Supercritical CO2 extraction has been demonstrated to be incredibly effective at retrieving the CBD oil; a study published by Laura Rovetto and Niccolo Aieta in the Journal of Supercritical Fluids found that the extraction efficiency was in excess of 92%.
However, supercritical extraction carries with it a series of disadvantages in that it will carry with it all the waxy, fatty compounds from the plant along with CBD. To combat this, another step has to be added in order to get truly pure CBD oil.
The Importance of Winterization
By superheating the CO2, it is possible to diffuse the CBD oil and carry it away from the plant, but it also has the ability to take with it some of the lipids and other fats that exist on the cannabis plant.
These lipids can prove dangerous to a consumer of the CBD oil, as well as imparting an uncomfortable taste and texture.
To combat this, manufacturers employ a process called winterization, which involves soaking the finished crude CBD oil in an alcohol solution, then freezing it for 24 hours.
In a similar method to how brandy is made through freezing distillation, the CBD will separate out from the other fatty substances that were carried in with the supercritical CO2. This then allows you to separate the CBD and make it into a pure, CBD-only oil.
If all that is too much trouble for the manufacturer, there is another method available for CO2 extraction that is rather cheaper and easier, but has more problems associated with it.
Subcritical CO2 Extraction
Now that we know about supercritical CO2 extraction, we can look at subcritical CO2 extraction.
Essentially, subcritical CO2 extraction is a similar process to supercritical but, as the name implies, subcritical does not heat the CO2 to the levels that allow it to enter into a supercritical state.

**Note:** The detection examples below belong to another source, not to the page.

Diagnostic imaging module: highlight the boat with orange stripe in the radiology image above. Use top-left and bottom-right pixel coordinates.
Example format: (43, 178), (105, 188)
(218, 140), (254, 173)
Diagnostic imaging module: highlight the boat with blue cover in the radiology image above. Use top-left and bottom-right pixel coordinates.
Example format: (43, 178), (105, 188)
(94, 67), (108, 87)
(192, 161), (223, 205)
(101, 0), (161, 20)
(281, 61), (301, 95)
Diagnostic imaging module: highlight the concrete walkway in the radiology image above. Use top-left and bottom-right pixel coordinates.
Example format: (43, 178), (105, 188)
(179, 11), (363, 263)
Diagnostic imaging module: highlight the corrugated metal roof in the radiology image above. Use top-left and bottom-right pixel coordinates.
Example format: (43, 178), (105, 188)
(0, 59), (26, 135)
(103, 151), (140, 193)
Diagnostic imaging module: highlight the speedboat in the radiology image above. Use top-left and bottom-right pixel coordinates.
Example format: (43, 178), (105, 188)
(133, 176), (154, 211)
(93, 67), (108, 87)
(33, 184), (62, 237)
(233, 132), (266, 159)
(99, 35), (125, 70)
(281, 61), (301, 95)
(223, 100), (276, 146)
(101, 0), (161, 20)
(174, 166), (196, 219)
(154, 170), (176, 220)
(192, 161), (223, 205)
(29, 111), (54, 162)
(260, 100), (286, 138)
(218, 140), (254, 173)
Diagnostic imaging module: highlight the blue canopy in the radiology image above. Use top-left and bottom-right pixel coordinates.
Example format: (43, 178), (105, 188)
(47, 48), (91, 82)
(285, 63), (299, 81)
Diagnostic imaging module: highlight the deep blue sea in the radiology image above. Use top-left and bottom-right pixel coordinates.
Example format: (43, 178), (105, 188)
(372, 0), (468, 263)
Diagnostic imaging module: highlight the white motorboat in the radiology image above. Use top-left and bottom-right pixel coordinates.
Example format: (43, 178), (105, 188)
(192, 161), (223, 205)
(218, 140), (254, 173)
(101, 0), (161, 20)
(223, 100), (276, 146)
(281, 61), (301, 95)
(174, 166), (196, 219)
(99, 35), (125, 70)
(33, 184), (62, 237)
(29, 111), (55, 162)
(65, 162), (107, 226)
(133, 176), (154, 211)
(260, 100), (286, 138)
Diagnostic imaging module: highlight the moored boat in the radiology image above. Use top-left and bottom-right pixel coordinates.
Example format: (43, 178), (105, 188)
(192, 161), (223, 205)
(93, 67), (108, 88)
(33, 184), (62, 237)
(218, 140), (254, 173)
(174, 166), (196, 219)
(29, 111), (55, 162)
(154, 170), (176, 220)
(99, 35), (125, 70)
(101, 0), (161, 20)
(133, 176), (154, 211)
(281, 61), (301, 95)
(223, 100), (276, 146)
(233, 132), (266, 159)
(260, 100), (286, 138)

Instead, what happens is the CO2 diffuses a large number of compounds alongside the target CBD, due to the fact that it doesn’t have the same properties as both a gas and a liquid that supercritical CO2 has.

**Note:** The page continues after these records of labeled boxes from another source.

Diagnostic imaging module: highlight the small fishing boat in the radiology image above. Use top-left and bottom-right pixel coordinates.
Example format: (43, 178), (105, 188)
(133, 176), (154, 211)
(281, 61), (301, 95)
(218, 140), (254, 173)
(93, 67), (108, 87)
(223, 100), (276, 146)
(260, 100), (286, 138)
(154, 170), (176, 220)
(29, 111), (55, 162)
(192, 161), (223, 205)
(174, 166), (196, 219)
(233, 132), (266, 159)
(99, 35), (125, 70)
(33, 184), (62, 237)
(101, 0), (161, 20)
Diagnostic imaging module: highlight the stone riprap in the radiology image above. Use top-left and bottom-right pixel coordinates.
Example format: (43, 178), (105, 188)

This results in a finished product that has the consistency of thick syrup, thick because of the intensity of different compounds present within the finished oil. This can mean that the THC within cannabis is carried with the CBD over to the finished oil, resulting in a non-pure CBD oil.
This is actually perfect if you intend to create marijuana oil containing both THC and CBD, but for the purposes of legality, it is imperative that CBD oil contain less than 0.3% THC to be able to be sold nationwide.
As such, further methods need to be employed to make sure the CBD oil is legal and THC-free. The big benefit of this method is that it is cheaper to produce, as well as not requiring the winterization process that supercritical extraction needs.
Final Thoughts on CBD Oil CO2 Extraction
CO2 extraction for CBD oil is an incredibly useful process, one that allows manufacturers to produce pure CBD oil from a plant that contains many other compounds they might not necessarily want to include in their final product. With the help of some very expensive equipment and heated and pressurized CO2, a manufacturer can make something completely separate from the cannabis plant, all while still being a natural ingredient to help people’s health.
The age old question of which is superior, subcritical or supercritical, has no real answer, as different manufacturers argue constantly.
However, some manufacturers combine these two processes into something called full spectrum CO2 extraction, which uses a multi-chambered extraction process with both supercritical and subcritical CO2. By using supercritical to separate the oil, then subcritical to further separate the crude oil, manufactures are able to completely control the method and temperature with which the CBD is extracted, allowing for more control of the finished product. Of course, this is also obscenely expensive to setup.
All in all, there’s a reason why you buy CBD oil from a retailer instead of making it yourself; some things are just too hard to do alone.